Flanders is preparing to test its non-mandatory voting policy for local elections next year.

The region voted to remove the obligation to vote in local elections beginning in 2024, but it will still be mandatory to vote in regional ones.

“A lot of attention will be focused on these local elections in Flanders,” Jean-Benoit Pilet, a political scientist at ULB, told RTL.

“If we see that there is a big abstention, I don't think that will convince many people at other levels of government to do the same thing. On the other hand, if voters turn out in large numbers despite the fact that there is no obligation to do so, the debate could be reopened.”

Belgium boasts high participation rates in elections, thanks in part to compulsory voting: 75% of Belgians are expected to go to the polls in 2024. The rest will likely abstain - and pay a possible fine - or vote blank.

But while the obligation is being removed for local elections, Pilet said that this first test will be complicated.

“It will be a very special context because it will be only a few months after the federal, regional and European elections, and we will no doubt be involved in very long government negotiations, so that could increase mistrust, and abstention or even protest votes for those who don't vote,” Pilet said.

“There will be a lot of attention paid to what happens in Flanders. But if we look at other countries that have made voting non-mandatory, we should see a fall in turnout of 20% to 30%. We saw this in the Netherlands and Chile a few years ago.”

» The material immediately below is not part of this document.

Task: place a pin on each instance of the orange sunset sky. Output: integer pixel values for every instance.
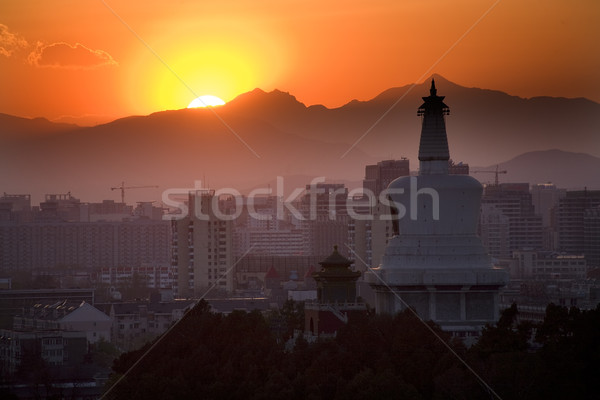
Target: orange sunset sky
(107, 59)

A large number of voters have their votes registered but the number is falling, particularly in towns and cities and in provinces where the socio-economic situation is more difficult.

“Even now, despite compulsory voting, voter turnout is down to around 75%-80%, so this is already a sharp decline,” said Pilet, adding that while making voting mandatory can bring people back to the polls, it can also hide citizens’ growing dissatisfaction with politics.

“It's perhaps the tree that hides the forest, because if this vote were no longer compulsory, there would be a whole series of people who would express their dissatisfaction or disinterestedness by no longer voting.

"That's the double-edged sword of compulsory voting: it's good because it brings people back to the ballot box, people who wouldn't normally vote, and in particular the most disadvantaged and vulnerable. But at the same time, it hides the fact that there is more discontent than in a democracy that would spontaneously bring 80% of voters to the polls.”

Other estimates are lower than the 75% expected to vote in 2024, with a UHasselt survey titled ‘My Municipality and Me’ putting the figure closer to 69%.

In that survey, 69% of Flemish people said they will definitely vote, 8% say they will definitely not and 23% have not yet decided.

“Each party will have to defend democracy in itself and explain why voting is important,” Flemish minister of home affairs Bart Somers (Open VLD) said. “Voters will not vote because they are obliged to, but because they want to.”

Somers said compulsory voting in Belgium was somewhat eroded anyway, saying that at least 10% of people do not vote regardless of the obligation.

“I think it is a moral responsibility for every citizen to make use of their vote,” Somers said. “I think that moral responsibility is better fulfilled if political parties also know that they have to motivate people to vote.”

The new regulations only apply to local elections in Flanders, and therefore not in Wallonia or Brussels.

But Somers is looking beyond: “Hopefully these reforms are a harbinger for reforms at other levels.”